So, you might have heard about some people popping money into a copy trading platform, with no prior stock market experience to try make a quick buck.
And who could blame them? In theory, copy trading sounds like a win-win situation. But like many things, the reality doesn’t always follow the theory.
So let’s dive into the world of copy trading and explore how it works, how Alec Baldwin fits into it, who the so-called “expert traders” are, and finally, the risks and costs involved.
What is copy trading?
Copy trading, also known as social trading or mirror trading, is when you copy the real-time trades of another investor. The idea is that anyone can be a stock trader with little experience simply by “copying” a professional trader’s moves. So, you buy and sell when the trader you’re copying does, through online trading platforms like eToro, AvaTrade or FP Markets.
How do Alec Baldwin and a sock puppet fit in?
Of course, featuring any Hollywood actor in your ads is a clever marketing device and that’s exactly what popular copy trading platform, eToro has done with Alec Baldwin.
In the eToro ads that are doing the rounds on social media, Alec and his sock puppet tell everyone how easy copy trading is, “even a hipster food blogger who knows nothing about the market can make trades.”
Clearly aimed at young people, the ads highlight how easy copy trading is but don’t warn about the potential pitfalls.

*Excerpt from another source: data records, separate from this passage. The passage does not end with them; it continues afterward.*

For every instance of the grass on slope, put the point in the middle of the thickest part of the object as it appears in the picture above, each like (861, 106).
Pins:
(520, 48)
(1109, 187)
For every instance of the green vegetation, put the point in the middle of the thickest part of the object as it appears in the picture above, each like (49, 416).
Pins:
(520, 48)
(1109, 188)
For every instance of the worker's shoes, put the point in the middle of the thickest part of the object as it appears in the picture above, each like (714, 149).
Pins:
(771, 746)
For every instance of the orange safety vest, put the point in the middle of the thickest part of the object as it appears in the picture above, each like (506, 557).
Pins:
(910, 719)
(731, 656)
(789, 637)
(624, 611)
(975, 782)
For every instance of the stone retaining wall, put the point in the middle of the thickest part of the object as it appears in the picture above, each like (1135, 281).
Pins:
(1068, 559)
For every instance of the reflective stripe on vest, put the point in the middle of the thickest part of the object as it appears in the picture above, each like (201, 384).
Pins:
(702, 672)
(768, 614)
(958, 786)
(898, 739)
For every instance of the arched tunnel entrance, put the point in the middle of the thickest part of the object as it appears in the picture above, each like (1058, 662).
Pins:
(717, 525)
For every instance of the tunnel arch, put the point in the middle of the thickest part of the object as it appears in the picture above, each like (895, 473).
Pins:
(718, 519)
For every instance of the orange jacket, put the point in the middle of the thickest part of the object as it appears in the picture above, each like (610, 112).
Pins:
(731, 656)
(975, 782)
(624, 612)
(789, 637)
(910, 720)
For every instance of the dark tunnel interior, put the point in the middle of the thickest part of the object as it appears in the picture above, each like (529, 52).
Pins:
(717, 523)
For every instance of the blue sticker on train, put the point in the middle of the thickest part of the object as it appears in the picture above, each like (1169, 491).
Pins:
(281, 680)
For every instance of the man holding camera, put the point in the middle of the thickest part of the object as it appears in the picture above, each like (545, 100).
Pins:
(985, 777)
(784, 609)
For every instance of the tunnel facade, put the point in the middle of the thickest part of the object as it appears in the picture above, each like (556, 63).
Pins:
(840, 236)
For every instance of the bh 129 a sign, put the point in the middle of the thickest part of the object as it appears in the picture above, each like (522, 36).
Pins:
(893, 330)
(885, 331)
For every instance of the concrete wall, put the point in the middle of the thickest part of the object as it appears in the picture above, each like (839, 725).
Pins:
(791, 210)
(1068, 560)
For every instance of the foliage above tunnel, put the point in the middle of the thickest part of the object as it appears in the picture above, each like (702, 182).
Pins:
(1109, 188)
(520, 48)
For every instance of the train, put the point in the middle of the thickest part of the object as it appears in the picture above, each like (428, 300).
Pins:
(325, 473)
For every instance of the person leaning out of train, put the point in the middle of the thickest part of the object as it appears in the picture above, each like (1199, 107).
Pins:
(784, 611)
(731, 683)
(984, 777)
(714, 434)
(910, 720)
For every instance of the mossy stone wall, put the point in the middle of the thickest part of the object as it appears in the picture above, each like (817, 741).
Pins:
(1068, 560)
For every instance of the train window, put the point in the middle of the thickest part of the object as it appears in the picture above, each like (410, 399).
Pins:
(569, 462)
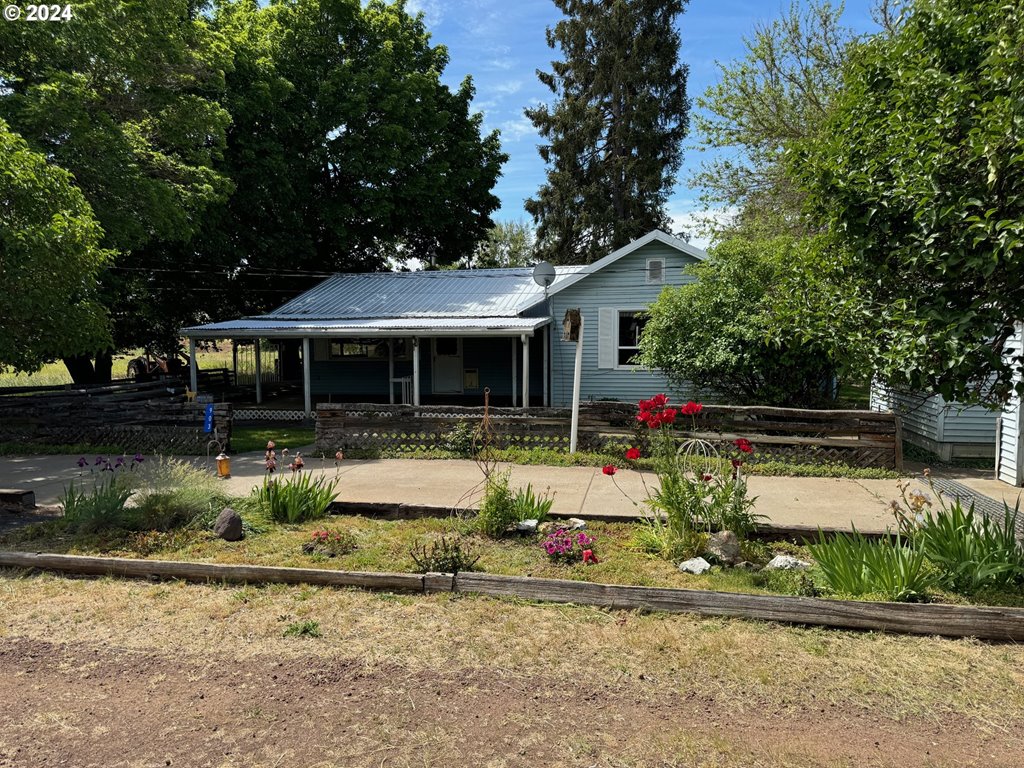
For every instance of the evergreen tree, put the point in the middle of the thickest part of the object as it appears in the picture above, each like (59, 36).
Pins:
(613, 138)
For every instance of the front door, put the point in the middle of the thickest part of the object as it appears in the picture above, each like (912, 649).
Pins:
(446, 366)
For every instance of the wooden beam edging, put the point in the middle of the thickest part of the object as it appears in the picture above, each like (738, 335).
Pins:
(914, 619)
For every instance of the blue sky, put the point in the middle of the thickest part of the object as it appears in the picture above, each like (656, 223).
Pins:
(502, 44)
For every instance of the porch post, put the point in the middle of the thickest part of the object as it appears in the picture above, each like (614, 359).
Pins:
(307, 376)
(193, 372)
(390, 371)
(525, 371)
(546, 342)
(416, 370)
(259, 373)
(514, 355)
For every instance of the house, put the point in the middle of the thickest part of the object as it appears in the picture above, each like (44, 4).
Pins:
(956, 431)
(442, 337)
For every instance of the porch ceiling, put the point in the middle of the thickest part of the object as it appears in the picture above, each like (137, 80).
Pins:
(267, 328)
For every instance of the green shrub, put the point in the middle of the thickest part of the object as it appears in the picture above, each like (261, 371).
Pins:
(170, 493)
(498, 510)
(530, 506)
(297, 500)
(444, 555)
(972, 552)
(891, 567)
(101, 508)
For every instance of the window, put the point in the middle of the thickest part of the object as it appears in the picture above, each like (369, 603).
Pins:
(366, 349)
(655, 270)
(631, 325)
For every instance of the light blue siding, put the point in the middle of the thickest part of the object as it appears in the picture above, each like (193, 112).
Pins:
(622, 286)
(949, 429)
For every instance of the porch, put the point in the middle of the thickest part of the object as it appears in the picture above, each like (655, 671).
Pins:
(292, 373)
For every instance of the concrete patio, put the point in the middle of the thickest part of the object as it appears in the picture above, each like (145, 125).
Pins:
(578, 491)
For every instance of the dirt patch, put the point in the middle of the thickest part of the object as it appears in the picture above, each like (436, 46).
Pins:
(96, 705)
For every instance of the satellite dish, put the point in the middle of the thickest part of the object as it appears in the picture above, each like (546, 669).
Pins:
(544, 274)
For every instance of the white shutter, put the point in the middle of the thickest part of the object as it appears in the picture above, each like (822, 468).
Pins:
(607, 336)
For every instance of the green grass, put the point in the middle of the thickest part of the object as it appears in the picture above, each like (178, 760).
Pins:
(389, 546)
(245, 439)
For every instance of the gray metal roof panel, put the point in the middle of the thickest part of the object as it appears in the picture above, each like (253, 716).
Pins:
(463, 293)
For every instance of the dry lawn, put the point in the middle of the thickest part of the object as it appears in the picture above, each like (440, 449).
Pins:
(445, 680)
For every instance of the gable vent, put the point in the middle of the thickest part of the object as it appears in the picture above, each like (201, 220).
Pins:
(655, 270)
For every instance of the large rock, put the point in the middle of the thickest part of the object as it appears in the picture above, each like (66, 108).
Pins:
(695, 565)
(786, 562)
(724, 546)
(228, 525)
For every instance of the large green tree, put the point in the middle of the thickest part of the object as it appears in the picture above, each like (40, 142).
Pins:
(49, 259)
(612, 140)
(918, 174)
(778, 92)
(713, 333)
(346, 150)
(125, 96)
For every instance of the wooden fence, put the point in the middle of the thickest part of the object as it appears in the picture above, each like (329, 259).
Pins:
(859, 438)
(146, 417)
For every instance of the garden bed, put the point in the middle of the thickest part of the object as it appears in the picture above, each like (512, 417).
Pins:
(950, 621)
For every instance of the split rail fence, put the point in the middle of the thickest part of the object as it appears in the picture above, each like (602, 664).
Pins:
(146, 417)
(858, 438)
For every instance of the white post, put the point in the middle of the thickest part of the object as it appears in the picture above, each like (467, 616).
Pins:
(546, 349)
(259, 373)
(390, 371)
(307, 376)
(574, 427)
(416, 371)
(525, 371)
(193, 368)
(515, 354)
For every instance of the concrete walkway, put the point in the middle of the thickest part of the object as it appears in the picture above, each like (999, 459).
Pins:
(578, 491)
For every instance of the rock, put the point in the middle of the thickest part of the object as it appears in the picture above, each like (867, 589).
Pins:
(786, 562)
(228, 525)
(694, 565)
(724, 546)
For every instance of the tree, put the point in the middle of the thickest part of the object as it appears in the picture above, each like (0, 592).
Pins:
(346, 150)
(713, 333)
(916, 173)
(125, 97)
(49, 259)
(779, 92)
(508, 244)
(613, 137)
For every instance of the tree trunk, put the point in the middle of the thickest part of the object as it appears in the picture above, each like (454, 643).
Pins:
(80, 368)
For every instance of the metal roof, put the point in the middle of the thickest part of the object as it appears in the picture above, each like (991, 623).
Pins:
(268, 328)
(463, 293)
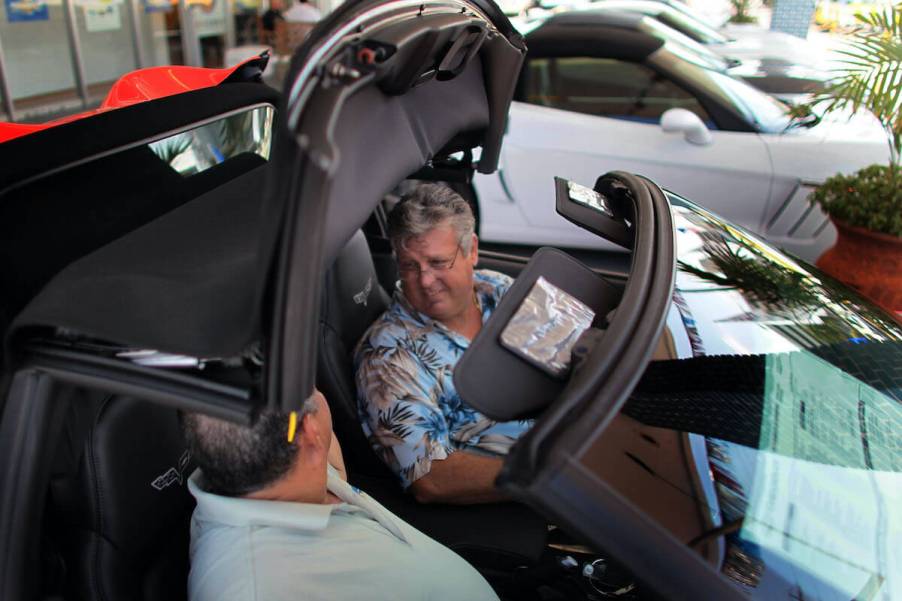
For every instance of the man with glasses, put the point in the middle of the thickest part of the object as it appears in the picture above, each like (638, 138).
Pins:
(442, 449)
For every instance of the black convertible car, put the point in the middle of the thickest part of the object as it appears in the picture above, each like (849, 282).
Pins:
(727, 427)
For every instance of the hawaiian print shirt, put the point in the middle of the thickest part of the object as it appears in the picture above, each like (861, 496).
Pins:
(408, 406)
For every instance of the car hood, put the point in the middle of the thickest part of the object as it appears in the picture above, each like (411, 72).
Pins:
(839, 143)
(757, 43)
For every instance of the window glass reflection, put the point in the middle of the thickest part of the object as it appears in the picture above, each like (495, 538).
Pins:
(203, 147)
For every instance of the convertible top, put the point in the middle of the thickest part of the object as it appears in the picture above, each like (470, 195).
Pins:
(102, 237)
(188, 282)
(191, 278)
(587, 32)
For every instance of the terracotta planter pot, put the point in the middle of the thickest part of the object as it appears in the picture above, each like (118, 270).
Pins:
(869, 262)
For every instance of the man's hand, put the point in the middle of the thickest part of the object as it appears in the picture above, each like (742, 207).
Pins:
(463, 478)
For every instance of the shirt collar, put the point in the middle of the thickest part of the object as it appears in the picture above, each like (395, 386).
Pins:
(237, 511)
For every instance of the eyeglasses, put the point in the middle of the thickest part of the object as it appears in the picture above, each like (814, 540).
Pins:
(411, 269)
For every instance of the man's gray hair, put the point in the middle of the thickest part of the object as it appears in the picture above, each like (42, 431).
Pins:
(427, 207)
(236, 459)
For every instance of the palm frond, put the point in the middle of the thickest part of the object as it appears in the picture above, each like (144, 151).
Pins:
(870, 74)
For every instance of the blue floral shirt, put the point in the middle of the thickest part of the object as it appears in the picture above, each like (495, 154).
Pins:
(408, 406)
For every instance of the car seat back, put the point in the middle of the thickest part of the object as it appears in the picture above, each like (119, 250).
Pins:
(122, 503)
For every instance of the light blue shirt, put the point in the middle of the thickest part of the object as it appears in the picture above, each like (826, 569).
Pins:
(247, 549)
(408, 406)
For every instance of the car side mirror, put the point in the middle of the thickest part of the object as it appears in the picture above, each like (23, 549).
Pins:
(693, 128)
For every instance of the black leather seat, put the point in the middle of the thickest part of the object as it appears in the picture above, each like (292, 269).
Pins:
(120, 501)
(501, 535)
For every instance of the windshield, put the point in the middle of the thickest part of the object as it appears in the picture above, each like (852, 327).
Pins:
(766, 434)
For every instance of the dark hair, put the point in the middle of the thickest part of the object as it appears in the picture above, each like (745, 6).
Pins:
(427, 207)
(236, 459)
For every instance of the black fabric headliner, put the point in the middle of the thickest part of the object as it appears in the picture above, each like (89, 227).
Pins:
(43, 151)
(383, 139)
(187, 282)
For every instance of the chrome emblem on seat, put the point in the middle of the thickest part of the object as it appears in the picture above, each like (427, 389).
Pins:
(174, 474)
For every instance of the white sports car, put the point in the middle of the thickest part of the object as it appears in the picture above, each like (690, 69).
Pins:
(601, 91)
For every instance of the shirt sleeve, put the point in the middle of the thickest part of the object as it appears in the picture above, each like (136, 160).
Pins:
(398, 399)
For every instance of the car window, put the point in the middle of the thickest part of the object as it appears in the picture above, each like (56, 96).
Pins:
(606, 88)
(768, 442)
(89, 204)
(203, 147)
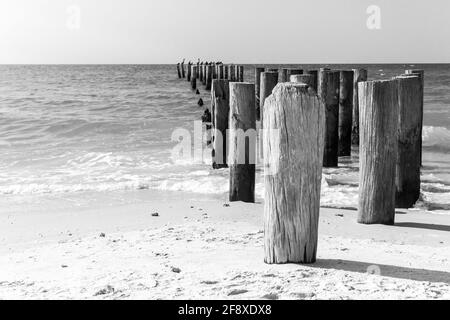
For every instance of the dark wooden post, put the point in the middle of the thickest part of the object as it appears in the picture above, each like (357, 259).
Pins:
(409, 137)
(241, 73)
(378, 124)
(359, 75)
(291, 72)
(208, 77)
(179, 70)
(220, 95)
(315, 75)
(329, 95)
(194, 78)
(421, 74)
(189, 71)
(242, 141)
(345, 113)
(303, 78)
(258, 72)
(232, 73)
(293, 152)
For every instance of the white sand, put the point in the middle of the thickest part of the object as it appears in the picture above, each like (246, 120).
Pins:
(53, 248)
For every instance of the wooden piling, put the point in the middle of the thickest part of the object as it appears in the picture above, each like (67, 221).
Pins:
(189, 72)
(220, 96)
(293, 152)
(303, 78)
(179, 71)
(345, 113)
(241, 73)
(208, 77)
(242, 123)
(194, 78)
(315, 75)
(378, 124)
(258, 72)
(359, 75)
(409, 136)
(329, 95)
(421, 74)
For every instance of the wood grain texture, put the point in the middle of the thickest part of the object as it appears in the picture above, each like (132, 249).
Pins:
(378, 124)
(208, 77)
(345, 113)
(293, 153)
(409, 141)
(359, 75)
(220, 102)
(242, 139)
(307, 79)
(258, 72)
(315, 74)
(421, 74)
(329, 96)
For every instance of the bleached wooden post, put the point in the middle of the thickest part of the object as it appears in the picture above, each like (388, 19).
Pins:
(291, 72)
(179, 71)
(329, 95)
(232, 73)
(189, 72)
(303, 78)
(421, 74)
(242, 159)
(359, 75)
(258, 72)
(378, 124)
(293, 153)
(315, 75)
(208, 77)
(409, 137)
(268, 82)
(345, 113)
(194, 78)
(225, 72)
(220, 96)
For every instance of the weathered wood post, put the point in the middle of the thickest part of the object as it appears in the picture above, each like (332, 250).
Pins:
(292, 72)
(378, 124)
(269, 80)
(283, 75)
(208, 77)
(179, 71)
(225, 72)
(232, 73)
(329, 96)
(241, 73)
(183, 74)
(294, 120)
(258, 72)
(221, 73)
(345, 113)
(189, 71)
(421, 74)
(315, 75)
(220, 95)
(303, 78)
(409, 137)
(194, 78)
(359, 75)
(242, 159)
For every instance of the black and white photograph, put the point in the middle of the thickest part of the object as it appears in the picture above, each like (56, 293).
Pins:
(243, 150)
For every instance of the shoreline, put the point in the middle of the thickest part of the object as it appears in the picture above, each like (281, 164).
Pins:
(111, 246)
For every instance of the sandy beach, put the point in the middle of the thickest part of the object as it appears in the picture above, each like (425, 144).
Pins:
(163, 245)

Who are the “expert traders”?
Well, this is where it gets murky. The so-called “expert traders” that people are copying don’t actually have to be licensed financial service professionals and could be just about anyone. And what’s worse, is that in Australia copy trading platform ads don’t have to display the rate of customer losses (which can be as high as 80%), like in Europe and the UK.
So, what are the risks?
Automating something that’s complex is always risky.
And this process becomes even riskier when it’s based on so-called “expert traders” (that may not be accredited) making decisions that could potentially cost novice traders their entire investments and then some.
The Sydney Morning Herald recently reported an example of this very risk stating that “an estimated 1200 mostly young Australians, some in their teens, had been caught up in a copy trading disaster when a copy trader they were following went rogue and wiped out their investments in 48 hours.”
Then there’s also the concern that copy trading can be done with a non-regulated platform, which means traders can be susceptible to scams (like the cryptocurrency/investment scams that are costing Aussies millions of dollars each year).
Lastly, there’s concern over the “success rates” traders advertise to entice novice traders as past success does not guarantee future performance (like many claim).
Transaction costs and fees
Copy trading is a business, if you aren’t paying an upfront fee then you are paying more for the spread. Always read the fine print, no matter how boring.
We don’t want to deter anyone from copy trading. We just want to help people understand the risks involved.
Just like any investments you're considering; the most important thing is to do your research and have clear investment objectives.
Speaking with an independent professional or financial advisor is a great way to get some solid advice.
And always remember, if it sounds too good to be true… it probably is!